Je me retrouve dehors,
Bertrand est là avec deux soldats et le page attendant Jeanne. Lorsque celle-ci
apparu, ils se dirigèrent vers le Grand Logis. Bertrand resta avec moi.
- Maintenant nous
pourrions aller nous restaurer, qu’en
pensez-vous ?
- C’est une bonne idée,
dis-je. Nous repartons en sens inverse de notre arrivée au château.
A l’auberge la salle
était presque vide. Assis au bout d’une grande table, Bertrand me regarde et
avec des yeux curieux me demande,
- Comment
l’avez-vous trouvée ?
- Eh bien, l’entrevue a
été écourtée. Je n’ai pas pu lui poser toutes mes questions.
- Quelles
questions ?
- Sur sa jeunesse, ses parents, ses frères et sa
sœur, comment elle a entendu des voix et ce qu’elle comptait faire.

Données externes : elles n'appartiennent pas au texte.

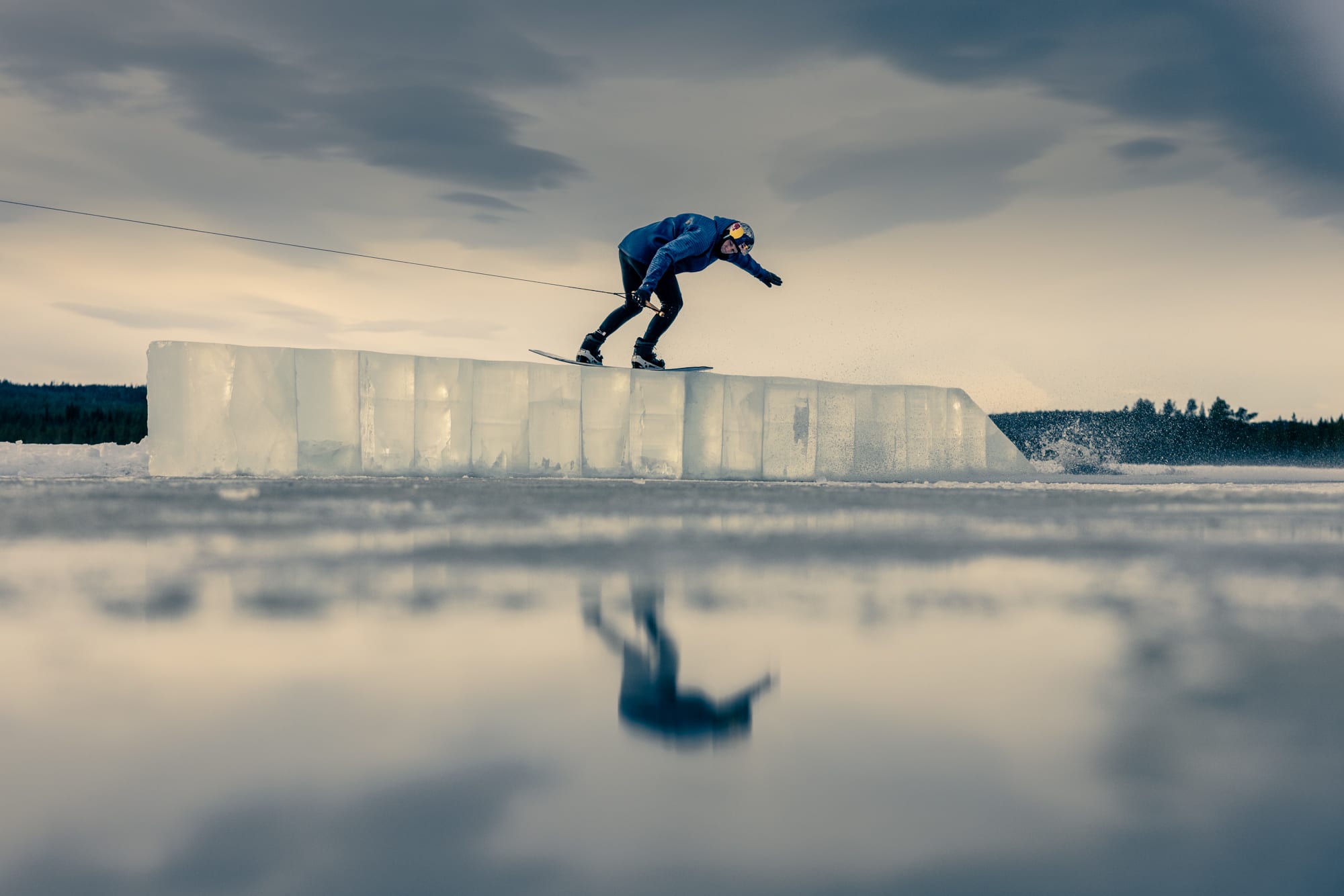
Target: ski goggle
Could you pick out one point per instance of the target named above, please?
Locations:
(739, 234)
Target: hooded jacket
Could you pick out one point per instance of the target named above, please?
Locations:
(682, 245)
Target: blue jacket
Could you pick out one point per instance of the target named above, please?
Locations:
(683, 245)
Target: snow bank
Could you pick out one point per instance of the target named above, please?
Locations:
(68, 461)
(60, 461)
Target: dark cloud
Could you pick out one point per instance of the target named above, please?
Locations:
(846, 191)
(482, 201)
(420, 838)
(401, 88)
(146, 320)
(416, 87)
(1236, 65)
(1146, 150)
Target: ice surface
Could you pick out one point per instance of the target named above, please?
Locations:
(388, 413)
(880, 433)
(278, 412)
(702, 456)
(327, 388)
(553, 420)
(835, 431)
(607, 421)
(658, 421)
(444, 389)
(264, 412)
(1146, 675)
(499, 418)
(744, 420)
(190, 396)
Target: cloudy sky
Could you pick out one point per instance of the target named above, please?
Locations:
(1061, 204)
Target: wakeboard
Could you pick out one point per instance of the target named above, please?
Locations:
(571, 361)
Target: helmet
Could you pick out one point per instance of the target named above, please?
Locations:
(743, 236)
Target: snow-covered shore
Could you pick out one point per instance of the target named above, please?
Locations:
(64, 461)
(111, 460)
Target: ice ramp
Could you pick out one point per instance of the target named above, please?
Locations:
(222, 410)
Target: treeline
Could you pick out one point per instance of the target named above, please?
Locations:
(64, 414)
(1143, 435)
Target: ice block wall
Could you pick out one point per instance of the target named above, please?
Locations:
(225, 410)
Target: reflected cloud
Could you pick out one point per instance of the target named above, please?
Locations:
(653, 701)
(420, 836)
(286, 605)
(170, 602)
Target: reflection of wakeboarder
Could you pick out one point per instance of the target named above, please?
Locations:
(650, 697)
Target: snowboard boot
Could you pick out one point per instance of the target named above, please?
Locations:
(591, 353)
(644, 359)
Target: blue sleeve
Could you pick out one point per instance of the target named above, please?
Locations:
(693, 241)
(748, 264)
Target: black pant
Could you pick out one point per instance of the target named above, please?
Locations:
(667, 291)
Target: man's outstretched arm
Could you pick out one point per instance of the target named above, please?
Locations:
(753, 268)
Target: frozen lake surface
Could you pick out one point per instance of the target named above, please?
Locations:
(1107, 686)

Part contre
une chose m’a surpris, tant de vocabulaire, la façon de parler ne correspond
pas à une bergère de 17 années.
- Ce sont ses parents qui
lui ont fait faire quelques études avec les vicaires du village : lire,
écrire. Quant à l’age je ne pense pas qu’elle a 17 ans, elle en paraît bien
plus et je crois que lorsque je lui enseignais le maniement d’une épée, c’est à peu près ce qu’elle
avait.
- Ce qui laisse à penser
qu’elle a eu une éducation particulière, pouvoir parler de certaines affaires
comme elle me l’a dit, nécessite un enseignement particulier qui n’est pas de la compétence d’une bergère.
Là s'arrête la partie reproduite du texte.